- Activity levels continue to strengthen across Australia’s construction sector./strong>
- The Ai Group said the improvement was driven by booming growth in non-residential construction.
- New orders are increasing for both non-residential and residential work, suggesting that activity levels will remain strong in the period ahead.
Activity levels across Australia’s construction sector continue to strengthen, underpinned by surging growth in non-residential work.
The Australian Industry Group’s (Ai Group) Performance of Construction Index (PCI) rose 1.2 points to 57.2 in March in seasonally adjusted terms, leaving it well above the levels seen in prior years.
The PCI measures perceived changes in activity levels across Australia’s construction sector from one month to the next. Anything above 50 signals that activity levels are improving while a reading below suggests they’re deteriorating. The distance away from 50 indicates how quickly activity levels are expanding or contracting.

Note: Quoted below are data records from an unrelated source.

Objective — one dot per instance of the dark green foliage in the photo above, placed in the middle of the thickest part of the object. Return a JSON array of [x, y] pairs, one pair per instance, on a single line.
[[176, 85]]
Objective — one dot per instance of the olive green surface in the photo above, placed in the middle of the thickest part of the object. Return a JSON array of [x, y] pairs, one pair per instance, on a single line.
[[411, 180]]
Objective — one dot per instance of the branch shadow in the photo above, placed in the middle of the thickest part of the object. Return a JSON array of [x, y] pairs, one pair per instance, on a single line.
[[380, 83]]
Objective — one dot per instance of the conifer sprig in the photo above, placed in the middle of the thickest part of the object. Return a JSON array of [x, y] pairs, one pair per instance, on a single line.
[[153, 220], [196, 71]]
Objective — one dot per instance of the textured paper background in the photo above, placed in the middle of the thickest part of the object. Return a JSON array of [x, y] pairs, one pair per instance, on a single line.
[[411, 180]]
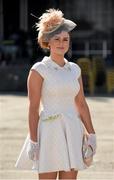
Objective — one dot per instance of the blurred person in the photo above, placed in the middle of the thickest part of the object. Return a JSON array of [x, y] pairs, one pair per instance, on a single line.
[[58, 113]]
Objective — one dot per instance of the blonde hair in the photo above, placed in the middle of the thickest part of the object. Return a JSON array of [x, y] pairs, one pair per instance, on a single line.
[[48, 21]]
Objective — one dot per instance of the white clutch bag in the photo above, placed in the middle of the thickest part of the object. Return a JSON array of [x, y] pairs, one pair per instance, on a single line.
[[87, 151]]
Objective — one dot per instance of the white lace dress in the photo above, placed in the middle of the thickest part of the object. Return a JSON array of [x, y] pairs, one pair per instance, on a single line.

So at 57.2, activity levels not only improved in March, they did so at a faster pace than February.
The Ai Group reports that activity levels have now improved in each of the past 14 months, a prolonged period of growth never before seen in the 13-year history of the survey.
The Ai Group said three of the four industry sub-sectors saw activity levels strengthen during the month, led by spectacular growth in commercial and engineering work.
“Commercial construction activity drove growth in industry conditions in March,” it said.
“The sector expanded at its highest rate in [over 12] years reflecting firm property investor sentiment and improving business conditions more generally.
“Engineering construction also gained further solid momentum in March amid reports of new tender wins and on-going support from major infrastructure projects.”
Along with strong growth in non-residential work, activity levels were also boosted by ongoing strength in housing construction.
“House building activity expanded for a tenth month running in line with continued strength in demand, although growth was below the solid seven-month high rate of increase recorded in February,” the Ai Group said.
Those results helped to offset renewed weakness in construction activity over the month.
“Activity in the more volatile apartment building sector weakened, falling back into slight negative territory following a strengthening in February,” the group said.
“Apartment building respondents commented on a reduction in investor activity and pockets of over supply that were having a constraining influence on activity.”
This table from the Ai Group shows how each individual sub-sector, along activity indexes, fared in March compared to February and the average seen over the past year. The results are presented in trend form to help reduce month-to-month volatility in the data.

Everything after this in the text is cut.